On le sait, près de 30 milliards FCFA
seront mobilisés chaque année pour le financement de cette politique de
logement social. Notamment, la purge des droits coutumiers afin de constituer
une réserve foncière de 6 000 hectares de superficie à Abidjan et l’intérieur
du pays. «Les promoteurs immobiliers ne sont pas les seuls à s’engager. Nous
avons de nombreux particuliers qui y participent à leur manière. La délivrance
des permis de construire a considérablement augmenté ces dernières années à
Abidjan. Ce qui montre la hausse du nombre de constructions.
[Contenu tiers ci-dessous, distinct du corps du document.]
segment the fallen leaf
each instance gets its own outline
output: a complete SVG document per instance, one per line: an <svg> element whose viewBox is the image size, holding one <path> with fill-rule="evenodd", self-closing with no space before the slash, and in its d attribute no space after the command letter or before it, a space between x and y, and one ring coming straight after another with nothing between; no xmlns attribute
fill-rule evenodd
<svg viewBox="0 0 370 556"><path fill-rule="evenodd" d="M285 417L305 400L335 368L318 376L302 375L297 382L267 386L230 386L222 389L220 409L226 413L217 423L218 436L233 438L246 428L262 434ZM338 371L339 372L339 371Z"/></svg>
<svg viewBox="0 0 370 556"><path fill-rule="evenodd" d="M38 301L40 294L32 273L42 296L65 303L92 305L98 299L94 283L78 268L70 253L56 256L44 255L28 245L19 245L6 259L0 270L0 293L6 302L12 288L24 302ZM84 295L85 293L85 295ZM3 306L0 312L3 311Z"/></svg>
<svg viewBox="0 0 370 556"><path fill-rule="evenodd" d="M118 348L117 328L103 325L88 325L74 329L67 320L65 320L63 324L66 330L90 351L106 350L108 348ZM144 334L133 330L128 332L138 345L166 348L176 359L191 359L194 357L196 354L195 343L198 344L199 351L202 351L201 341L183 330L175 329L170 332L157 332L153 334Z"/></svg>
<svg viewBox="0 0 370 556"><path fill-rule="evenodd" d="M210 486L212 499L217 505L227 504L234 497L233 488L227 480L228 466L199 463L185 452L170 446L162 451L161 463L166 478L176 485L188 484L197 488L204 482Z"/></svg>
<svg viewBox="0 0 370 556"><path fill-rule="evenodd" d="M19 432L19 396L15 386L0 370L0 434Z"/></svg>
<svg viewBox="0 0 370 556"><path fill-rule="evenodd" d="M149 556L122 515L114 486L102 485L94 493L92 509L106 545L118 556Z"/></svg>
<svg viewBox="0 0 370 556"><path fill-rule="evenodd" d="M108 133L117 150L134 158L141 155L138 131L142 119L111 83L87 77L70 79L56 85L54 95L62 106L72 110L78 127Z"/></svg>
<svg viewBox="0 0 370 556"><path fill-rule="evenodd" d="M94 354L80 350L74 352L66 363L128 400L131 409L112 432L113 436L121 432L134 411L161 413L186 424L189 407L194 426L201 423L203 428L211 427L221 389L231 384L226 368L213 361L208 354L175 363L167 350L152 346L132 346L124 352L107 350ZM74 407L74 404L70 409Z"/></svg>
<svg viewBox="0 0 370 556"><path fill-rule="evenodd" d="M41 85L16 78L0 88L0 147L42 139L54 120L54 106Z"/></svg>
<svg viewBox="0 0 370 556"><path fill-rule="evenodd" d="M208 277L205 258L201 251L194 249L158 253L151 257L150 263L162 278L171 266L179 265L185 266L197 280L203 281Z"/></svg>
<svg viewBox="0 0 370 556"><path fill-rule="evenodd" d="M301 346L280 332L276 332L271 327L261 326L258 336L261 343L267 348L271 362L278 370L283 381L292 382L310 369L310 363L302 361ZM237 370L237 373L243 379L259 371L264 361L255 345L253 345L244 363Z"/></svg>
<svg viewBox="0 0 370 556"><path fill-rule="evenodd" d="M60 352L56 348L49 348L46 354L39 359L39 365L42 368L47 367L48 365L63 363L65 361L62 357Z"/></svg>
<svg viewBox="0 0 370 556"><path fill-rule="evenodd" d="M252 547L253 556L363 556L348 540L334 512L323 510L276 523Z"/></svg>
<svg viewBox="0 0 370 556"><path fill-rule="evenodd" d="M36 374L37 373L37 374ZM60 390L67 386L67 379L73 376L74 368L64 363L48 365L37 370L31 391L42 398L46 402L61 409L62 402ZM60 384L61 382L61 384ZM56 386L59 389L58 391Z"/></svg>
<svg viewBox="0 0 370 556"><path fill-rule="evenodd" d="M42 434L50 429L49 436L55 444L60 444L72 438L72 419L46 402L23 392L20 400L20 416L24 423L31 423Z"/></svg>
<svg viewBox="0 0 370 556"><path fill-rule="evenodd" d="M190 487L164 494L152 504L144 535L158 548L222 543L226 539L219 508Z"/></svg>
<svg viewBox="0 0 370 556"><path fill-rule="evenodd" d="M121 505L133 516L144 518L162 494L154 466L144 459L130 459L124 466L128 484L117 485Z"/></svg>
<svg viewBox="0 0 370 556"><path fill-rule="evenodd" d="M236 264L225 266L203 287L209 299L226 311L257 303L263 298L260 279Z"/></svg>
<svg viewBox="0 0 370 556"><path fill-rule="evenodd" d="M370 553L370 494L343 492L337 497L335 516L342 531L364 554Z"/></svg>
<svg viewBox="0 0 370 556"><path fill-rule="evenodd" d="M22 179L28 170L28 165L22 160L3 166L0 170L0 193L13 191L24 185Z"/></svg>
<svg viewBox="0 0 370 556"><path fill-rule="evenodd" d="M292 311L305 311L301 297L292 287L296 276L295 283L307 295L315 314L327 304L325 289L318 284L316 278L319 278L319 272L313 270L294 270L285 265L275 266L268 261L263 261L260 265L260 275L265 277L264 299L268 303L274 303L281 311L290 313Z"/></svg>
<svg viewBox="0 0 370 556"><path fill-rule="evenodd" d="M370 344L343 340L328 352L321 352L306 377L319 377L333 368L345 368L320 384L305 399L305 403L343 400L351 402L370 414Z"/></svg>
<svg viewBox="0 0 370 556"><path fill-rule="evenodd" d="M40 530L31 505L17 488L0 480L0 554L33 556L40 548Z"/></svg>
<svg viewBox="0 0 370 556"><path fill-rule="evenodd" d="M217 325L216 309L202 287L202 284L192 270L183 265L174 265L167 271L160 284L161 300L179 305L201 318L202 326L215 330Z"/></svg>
Une fois qu’on
aura réussi à équilibrer l’offre et la demande, le problème de logements à
Abidjan sera terminé et le coût des loyers va baisser », affirme un proche
collaborateur du ministre Bruno Koné.
Promoteurs
Cependant, quelle garantie que les
promoteurs choisis pourront fournir aux Ivoiriens, les maisons qu’ils désirent
aux coûts qu’ils souhaitent ? Surtout que l’Etat n’est plus constructeur. «Le
système de la SICOGI (ndlr, Société ivoirienne de construction et de gestion
immobilière), était le meilleur. Malheureusement, elle a été dissoute. Or, nous
avons besoin qu’il y ait du social pour pouvoir accéder à un toit. Un
fonctionnaire qui est payé à 250 000 FCFA, peut-il valablement bénéficier d’un
logement social à la fin de sa carrière ?», s’interroge Abba Eban, président du
Mouvement pour l’union des enseignants de Côte d’Ivoire (MUNECI).La question
turlupine. Elle a même été à la base de l’échec du premier programme. Mais le
gouvernement rassure. Et annonce la levée d’un fonds de 500 milliards de FCFA
qui sera attribué à la Construction.
L’un des aspects qui sera pris en compte
dans cette seconde phase des logements sociaux, c’est la construction en
hauteur. « Il faudra qu’on
s’habitude à habiter en hauteur, pour résorber le gap», note aussi Bruno Koné.
Et le ministre d’ajouter : «C’est un principe qui s’impose à toutes les grandes
villes africaines». Un choix qui permettra de rendre accessible le coût des
maisons. Bien que la SICOGI ait été dissoute, pour Bruno Koné, l’Agence
nationale de l’habitat (ANAH), qui la remplace, veillera à ce que cette
deuxième étape des logements sociaux soit bien pilotée. Si les Ivoiriens
s’impatientent, c’est parce que la préparation prend du temps. Mais l’attente
en vaudra la peine, rassurent les autorités. «Il n’est pas possible que tout le
monde soit propriétaire», reconnaît le ministre qui annonce 300 milliards
d’exonération fiscale aux promoteurs immobiliers. L’Etat travaille également sur
la délivrance rapide et fiable des titres de propriété foncière. C’est sûr, la
machine est lancée et elle sera imbattable.